Uma tecnologia como esta poderia trazer uma resposta à falta de órgãos para transplante. Mas até que estes órgãos humanos criados em porcos (ou em outros mamíferos) possam ser transplantados ainda faltarão muitos anos e terão de ser ultrapassados vários obstáculos, disse o investigador espanhol à Agência Sinc. Entre eles, impedir que as células humanas invadam outros órgãos, como os do sistema nervoso central ou do sistema reprodutor. Para isso, estão a trabalhar na modificação genética das células humanas, eliminando esses genes — mas também é preciso perceber se isso afeta o desenvolvimento do rim.

Outro obstáculo é conseguir um órgão composto totalmente por células humanas, o que implicaria que fosse feita uma maior manipulação genética dos embriões de porco. “Acho que seria possível, pois temos uma plataforma excecional para a manipulação genética destes animais”, disse Miguel A. Esteban.

Depois, é preciso perceber que outros requisitos são necessários para que o rim ou outro órgão humano se desenvolva totalmente e se apresente plenamente funcional — incluindo, como é que se sincroniza o desenvolvimento de células e órgãos que têm tempos diferentes no desenvolvimento embrionário de porcos e humanos. Para responder a estas questões é preciso prolongar a gestação, o que não é permitido em vários países por questões éticas, como no Reino Unido, Espanha ou Estados Unidos.

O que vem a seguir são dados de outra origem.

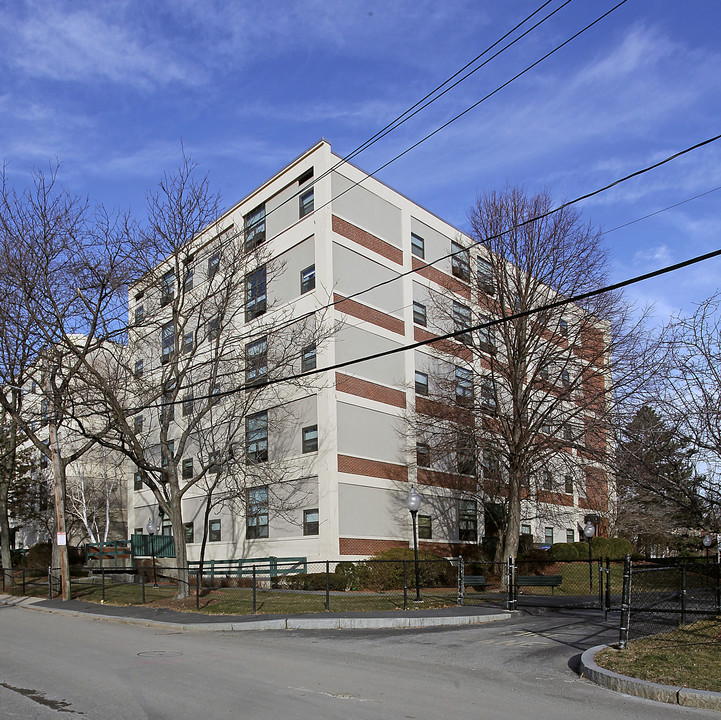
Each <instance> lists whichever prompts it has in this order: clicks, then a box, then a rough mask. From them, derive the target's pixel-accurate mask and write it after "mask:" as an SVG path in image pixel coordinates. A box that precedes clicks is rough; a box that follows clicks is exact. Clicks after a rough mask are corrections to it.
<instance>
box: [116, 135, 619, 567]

Rafael Matesanz, ao SMC Espanha, destacou também que será necessário ultrapassar a baixa eficiência da técnica: são poucos os embriões implantados que se desenvolvem — um número que permite a investigação, mas que inviabiliza a transplantação. Um obstáculo identificado pela equipa de Cantão: “A proporção de embriões de porcos que degeneram é elevada e será necessário avaliar se isso está parcialmente relacionado com o quimerismo ou com quaisquer outros aspetos do procedimento de inseminação”.

Mesmo sem conseguir proporcionar órgãos para transplante — por enquanto —, o trabalho de investigação da equipa chinesa permite estudar o desenvolvimento humano (e dos órgãos humanos). “Por exemplo, podemos seguir as células humanas que injetámos e manipulá-las para estudar doenças e ver como se formam as linhagens celulares”, acrescentou Esteban.